Many corporate charters include a section 102(b)(7) limitation, in part to encourage individuals to be willing to serve as corporate board members and take on the responsibilities of being directors without having to worry that they might be held financially liable for business decisions that did not work out. However, the duty of loyalty is to put the corporation’s interests first, meaning to protect and advance the interests of the corporation, and it may not be eliminated. The same is true about the duty of good faith, which is to act responsibly and exercise due care. That duty may not be eliminated.

LLC law is less mature and the question of whether managers of a limited liability company may (or should) have similar fiduciary duties was unsettled. But the Delaware Chancery Court has now ruled, in the Gatz case, that such duties exist except to the extent that the limited liability company agreement specifically provides otherwise.

Here are the facts in Gatz: Gatz Properties, LLC owned some land on Long Island, New York. Gatz Properties was managed and partly owned by William Gatz. (The court chose to refer to Gatz Properties and Mr. Gatz collectively as “Gatz” because Mr. Gatz controlled Gatz Properties. In this article, we adopt that convention and use the term “Gatz” with like meaning.) Gatz felt that the property could be successfully developed into a high end public golf course. With the participation of Auriga Capital Corporation (which had prior successful experience in developing golf properties) and some other investors, Peconic Bay, LLC was formed and Gatz leased the real estate to Peconic under a 40 year ground lease. Then, with money from the investors and a bank loan, Peconic built the golf course.

Peconic had two classes of ownership, Class A and Class B. Initially, Gatz held a bit over 85 percent of the Class A and a little under 40 percent of the Class B. Investors held the remaining Class A and Class B interests. Understandably, Class B had certain approval rights.

According to the court, the evidence showed that the parties never intended to manage the golf course themselves and as part of the overall plan the course was subleased by Peconic to American Golf Corporation under a 35-year sublease, commencing September 20, 1999. However, the sublease gave American Golf an early termination right after ten years.

The golf course was designed by Robert Trent Jones, Jr., a famous golf course architect, and the parties had high hopes for the success of the venture. However, American Golf was never able to operate the course at a profit and after a few years began to let the course fall into disrepair. Gatz knew by 2005 that American Golf would exercise the early termination right, yet did nothing to plan for American Golf’s exit. Instead, Gatz decided to offer Peconic for sale, but without engaging a broker to market Peconic or the golf course to other golf course owners or managers. In fact, Gatz eventually held an auction at which the only bidder was Gatz, which purchased Peconic for what the court characterized as only a nominal value over Peconic’s debt. Peconic was then merged into Gatz Properties, LLC, which proceeded to manage the course following the merger.
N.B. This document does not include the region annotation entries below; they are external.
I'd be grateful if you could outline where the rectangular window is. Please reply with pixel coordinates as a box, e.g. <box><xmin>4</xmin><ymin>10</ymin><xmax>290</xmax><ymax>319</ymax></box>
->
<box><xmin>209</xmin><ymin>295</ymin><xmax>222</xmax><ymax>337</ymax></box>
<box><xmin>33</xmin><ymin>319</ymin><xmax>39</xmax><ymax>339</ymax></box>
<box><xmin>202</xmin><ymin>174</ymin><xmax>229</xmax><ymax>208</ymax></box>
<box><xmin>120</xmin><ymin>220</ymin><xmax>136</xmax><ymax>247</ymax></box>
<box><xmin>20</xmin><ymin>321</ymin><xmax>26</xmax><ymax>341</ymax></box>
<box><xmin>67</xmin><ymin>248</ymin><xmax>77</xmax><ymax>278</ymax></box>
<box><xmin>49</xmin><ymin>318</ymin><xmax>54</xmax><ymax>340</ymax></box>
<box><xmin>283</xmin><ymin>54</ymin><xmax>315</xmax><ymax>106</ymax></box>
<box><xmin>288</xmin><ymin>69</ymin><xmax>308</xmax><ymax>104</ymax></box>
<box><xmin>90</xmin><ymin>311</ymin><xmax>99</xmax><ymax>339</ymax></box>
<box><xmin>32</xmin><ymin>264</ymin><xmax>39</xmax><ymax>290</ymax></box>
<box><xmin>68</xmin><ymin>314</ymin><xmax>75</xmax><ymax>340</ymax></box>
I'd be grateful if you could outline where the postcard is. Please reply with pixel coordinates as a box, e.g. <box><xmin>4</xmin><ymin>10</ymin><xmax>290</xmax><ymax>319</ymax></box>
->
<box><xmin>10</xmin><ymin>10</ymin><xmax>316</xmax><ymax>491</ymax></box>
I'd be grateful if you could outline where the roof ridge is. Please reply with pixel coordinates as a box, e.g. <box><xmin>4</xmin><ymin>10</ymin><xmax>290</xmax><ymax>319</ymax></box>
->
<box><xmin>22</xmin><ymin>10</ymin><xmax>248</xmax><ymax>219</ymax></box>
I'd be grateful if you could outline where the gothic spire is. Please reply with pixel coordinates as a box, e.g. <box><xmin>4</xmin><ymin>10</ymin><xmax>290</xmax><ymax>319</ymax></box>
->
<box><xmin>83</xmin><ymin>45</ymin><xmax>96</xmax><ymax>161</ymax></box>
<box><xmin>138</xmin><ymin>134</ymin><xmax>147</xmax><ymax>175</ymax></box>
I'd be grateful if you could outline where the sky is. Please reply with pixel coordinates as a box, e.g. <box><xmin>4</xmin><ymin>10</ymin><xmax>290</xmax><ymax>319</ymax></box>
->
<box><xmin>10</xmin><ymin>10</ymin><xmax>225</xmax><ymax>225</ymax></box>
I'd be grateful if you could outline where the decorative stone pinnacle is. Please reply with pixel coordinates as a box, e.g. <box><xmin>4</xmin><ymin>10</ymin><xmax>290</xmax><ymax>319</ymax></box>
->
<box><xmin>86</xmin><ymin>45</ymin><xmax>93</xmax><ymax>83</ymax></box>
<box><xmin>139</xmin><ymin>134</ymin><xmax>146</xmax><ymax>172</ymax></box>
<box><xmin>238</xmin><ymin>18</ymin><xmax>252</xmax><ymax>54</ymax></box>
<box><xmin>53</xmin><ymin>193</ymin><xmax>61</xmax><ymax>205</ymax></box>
The investors brought suit, alleging that Gatz had breached fiduciary duties to the investors and also breached the Peconic limited liability company agreement, by engaging in a course of conduct motivated to oust the investors in order for Gatz to realize the upside in value in Peconic’s long-term ground lease and the golf course. Gatz’s failure to take any steps to evaluate strategic options for Peconic, as well as his discouragement of a potential third-party purchaser, were specifically complained of in the suit.

Gatz was the sole manager under the Peconic LLC agreement. In addition, Gatz Properties always held control of the Class A interests and, through purchases from some investors, had acquired enough additional Class B interests giving it a majority of that class as well. Consequently, by the time of the auction Gatz controlled Peconic and held sufficient voting power to approve the sale and merger to Gatz Properties. Gatz argued that his actions were not subject to any fiduciary duty analysis because the LLC agreement displaced any role for the use of equitable principles in constraining the manager.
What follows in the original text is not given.